The “yoga mat” chemical is intended to make bread rise higher, stay soft, and resilient, and form an attractive crust,” according to the EWG press release. EWG researchers found ADA on the labels of many well-known brands, including: Pillsbury, Sara Lee, Shoprite, Safeway, Smucker’s, Fleischman’s, Jimmy Dean, Kroger, Little Debbie, Tyson, and Wonder. Although the food additive is popularly used in hundreds of food items, the agency revealed companies can make the food without it, but it would be more strenuous to get the bread to rise since it is not a natural enzyme.

With its presence lingering the majority of bread products in the U.S., consumers should be aware of the health risks associated with ADA. Scientific data from bronchial challenge studies and health evaluations of employees at workplaces where ADA is manufactured or used have found it to induce asthma and skin sensitization, according to the World Health Organization. However, the concentration levels required to cause asthma or skin irritation are unknown. Therefore, it is crucial to keep exposure levels to a minimum.

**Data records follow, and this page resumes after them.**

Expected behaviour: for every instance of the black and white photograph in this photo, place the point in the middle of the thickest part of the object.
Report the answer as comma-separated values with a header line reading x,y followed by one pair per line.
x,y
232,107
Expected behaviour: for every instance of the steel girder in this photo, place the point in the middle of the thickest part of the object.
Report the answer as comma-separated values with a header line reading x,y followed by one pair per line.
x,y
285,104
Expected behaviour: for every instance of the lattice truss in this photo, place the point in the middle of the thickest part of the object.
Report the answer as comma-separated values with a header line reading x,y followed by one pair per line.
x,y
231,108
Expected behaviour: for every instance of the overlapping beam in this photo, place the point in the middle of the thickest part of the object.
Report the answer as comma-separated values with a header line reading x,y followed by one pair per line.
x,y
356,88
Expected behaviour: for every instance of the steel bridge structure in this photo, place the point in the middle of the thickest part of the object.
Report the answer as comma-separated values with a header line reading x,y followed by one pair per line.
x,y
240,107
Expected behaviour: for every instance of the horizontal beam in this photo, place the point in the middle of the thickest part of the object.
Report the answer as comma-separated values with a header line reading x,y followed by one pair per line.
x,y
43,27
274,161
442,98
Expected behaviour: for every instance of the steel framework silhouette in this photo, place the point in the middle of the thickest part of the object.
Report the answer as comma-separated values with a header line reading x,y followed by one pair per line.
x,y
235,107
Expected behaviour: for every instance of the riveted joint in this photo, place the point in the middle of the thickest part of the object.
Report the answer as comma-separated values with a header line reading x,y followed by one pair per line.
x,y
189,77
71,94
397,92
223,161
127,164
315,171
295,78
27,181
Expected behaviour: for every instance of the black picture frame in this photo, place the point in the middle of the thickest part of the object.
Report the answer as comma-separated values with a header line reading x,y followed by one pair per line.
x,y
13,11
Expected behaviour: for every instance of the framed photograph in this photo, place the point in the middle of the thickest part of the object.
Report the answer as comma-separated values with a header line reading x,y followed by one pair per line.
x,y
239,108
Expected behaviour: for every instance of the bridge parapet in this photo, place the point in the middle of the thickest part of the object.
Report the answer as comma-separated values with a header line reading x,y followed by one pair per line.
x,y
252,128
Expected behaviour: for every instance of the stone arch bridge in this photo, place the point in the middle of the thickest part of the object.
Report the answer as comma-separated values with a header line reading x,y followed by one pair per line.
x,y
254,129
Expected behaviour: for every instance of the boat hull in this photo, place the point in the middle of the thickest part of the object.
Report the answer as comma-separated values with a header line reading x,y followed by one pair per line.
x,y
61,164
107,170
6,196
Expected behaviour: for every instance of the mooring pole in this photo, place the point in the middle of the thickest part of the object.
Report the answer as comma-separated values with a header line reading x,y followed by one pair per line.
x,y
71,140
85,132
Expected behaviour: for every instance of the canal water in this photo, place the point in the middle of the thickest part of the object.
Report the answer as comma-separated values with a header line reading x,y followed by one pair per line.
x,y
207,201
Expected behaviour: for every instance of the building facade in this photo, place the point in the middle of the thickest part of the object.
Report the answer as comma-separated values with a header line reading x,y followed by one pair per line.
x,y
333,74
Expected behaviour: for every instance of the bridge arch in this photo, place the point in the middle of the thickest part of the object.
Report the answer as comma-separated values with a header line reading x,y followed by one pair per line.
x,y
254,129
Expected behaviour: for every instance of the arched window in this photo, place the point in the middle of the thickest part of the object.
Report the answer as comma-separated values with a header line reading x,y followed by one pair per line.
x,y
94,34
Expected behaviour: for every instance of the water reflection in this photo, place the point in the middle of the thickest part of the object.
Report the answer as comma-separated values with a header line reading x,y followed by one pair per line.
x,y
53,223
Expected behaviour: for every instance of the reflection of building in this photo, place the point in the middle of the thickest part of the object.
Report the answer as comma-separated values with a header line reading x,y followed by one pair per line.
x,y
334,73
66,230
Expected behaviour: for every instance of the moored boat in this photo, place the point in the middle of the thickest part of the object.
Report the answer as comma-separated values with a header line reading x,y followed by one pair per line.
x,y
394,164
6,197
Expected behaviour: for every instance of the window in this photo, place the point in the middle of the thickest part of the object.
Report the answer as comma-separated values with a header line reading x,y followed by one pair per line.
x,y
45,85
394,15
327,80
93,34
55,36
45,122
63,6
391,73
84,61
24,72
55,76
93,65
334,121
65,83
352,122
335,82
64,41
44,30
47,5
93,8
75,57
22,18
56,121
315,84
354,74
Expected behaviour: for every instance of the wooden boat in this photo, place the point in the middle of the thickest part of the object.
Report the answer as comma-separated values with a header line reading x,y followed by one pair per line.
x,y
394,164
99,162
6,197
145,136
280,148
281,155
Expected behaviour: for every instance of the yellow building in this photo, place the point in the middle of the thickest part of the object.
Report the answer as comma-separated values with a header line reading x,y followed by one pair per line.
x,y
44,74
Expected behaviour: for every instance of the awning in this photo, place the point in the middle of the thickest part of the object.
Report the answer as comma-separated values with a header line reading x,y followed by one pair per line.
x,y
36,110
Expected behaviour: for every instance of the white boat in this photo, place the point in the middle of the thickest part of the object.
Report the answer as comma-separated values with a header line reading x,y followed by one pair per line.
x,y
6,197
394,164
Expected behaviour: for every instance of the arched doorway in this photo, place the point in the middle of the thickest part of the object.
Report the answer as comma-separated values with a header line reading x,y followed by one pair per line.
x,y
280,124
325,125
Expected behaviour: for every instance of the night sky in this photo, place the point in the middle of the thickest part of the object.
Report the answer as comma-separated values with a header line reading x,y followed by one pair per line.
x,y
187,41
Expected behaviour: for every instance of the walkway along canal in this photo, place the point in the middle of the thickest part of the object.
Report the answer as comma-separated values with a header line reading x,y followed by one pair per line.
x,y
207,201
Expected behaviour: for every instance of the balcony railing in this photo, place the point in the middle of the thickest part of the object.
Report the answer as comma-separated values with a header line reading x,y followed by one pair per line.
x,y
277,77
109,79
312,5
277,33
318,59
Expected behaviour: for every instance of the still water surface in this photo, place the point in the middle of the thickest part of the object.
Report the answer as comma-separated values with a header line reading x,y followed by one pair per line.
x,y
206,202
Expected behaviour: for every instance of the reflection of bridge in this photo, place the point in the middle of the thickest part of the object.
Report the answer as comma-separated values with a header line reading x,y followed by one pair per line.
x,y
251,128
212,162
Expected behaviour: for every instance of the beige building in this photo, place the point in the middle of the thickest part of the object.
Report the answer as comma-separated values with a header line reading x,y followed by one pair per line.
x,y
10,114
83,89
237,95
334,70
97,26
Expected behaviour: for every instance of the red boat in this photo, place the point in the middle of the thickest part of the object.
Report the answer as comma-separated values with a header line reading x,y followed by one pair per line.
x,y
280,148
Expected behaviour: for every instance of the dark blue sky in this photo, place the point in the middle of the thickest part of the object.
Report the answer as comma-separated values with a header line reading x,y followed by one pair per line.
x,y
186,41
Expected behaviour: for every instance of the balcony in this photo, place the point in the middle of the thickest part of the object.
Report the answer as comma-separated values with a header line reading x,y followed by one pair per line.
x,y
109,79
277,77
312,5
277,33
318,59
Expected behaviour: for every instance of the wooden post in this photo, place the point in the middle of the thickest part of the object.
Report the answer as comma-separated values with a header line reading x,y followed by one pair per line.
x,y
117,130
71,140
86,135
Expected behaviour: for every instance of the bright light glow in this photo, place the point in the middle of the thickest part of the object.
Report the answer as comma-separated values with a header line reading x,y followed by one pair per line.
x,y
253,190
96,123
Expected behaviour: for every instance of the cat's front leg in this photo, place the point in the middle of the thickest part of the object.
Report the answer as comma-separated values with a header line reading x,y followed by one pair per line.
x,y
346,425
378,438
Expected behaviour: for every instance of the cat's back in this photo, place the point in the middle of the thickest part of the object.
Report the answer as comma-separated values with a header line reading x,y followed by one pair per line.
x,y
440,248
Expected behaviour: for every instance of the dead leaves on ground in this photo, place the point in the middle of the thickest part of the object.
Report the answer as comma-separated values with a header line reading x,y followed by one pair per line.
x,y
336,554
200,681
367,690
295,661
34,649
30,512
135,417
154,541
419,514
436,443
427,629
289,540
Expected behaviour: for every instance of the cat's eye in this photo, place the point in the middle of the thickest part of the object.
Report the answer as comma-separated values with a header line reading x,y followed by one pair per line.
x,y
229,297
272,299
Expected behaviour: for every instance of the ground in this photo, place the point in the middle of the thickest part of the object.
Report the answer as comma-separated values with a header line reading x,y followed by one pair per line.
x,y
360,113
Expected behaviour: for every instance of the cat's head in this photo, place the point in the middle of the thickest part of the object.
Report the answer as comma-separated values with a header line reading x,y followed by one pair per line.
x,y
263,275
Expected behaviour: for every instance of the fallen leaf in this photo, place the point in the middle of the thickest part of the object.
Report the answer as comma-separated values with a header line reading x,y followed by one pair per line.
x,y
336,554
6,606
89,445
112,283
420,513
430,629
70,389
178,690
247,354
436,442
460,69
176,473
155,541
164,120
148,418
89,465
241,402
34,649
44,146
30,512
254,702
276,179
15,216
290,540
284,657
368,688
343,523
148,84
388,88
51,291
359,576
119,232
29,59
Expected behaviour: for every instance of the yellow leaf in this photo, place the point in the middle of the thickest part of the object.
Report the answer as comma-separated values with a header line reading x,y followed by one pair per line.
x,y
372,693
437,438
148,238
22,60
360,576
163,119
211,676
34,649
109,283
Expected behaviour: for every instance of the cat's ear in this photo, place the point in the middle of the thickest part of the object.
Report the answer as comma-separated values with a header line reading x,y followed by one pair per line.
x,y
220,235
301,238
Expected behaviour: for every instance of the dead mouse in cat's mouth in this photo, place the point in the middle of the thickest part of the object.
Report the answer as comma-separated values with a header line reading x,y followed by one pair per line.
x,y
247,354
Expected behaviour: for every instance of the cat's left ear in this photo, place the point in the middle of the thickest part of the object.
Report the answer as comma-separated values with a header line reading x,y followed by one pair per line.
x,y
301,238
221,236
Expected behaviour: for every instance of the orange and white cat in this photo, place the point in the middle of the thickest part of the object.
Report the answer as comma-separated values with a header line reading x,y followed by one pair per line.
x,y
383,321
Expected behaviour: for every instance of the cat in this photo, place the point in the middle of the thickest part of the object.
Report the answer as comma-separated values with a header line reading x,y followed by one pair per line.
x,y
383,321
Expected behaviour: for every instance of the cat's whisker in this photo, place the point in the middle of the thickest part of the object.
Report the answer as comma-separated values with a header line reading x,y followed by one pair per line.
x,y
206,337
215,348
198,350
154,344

While it seems like the battle to eliminate ADA has just begun, the EWG is calling food manufacturers to immediately end its use of the chemical in their foods. An online campaign will be launched to raise public awareness about the plastic chemical and to encourage companies to eliminate it from their ingredients. Shoppers can be proactive in reducing exposure by viewing the full list of products the EWG found to have ADA and other chemical additives.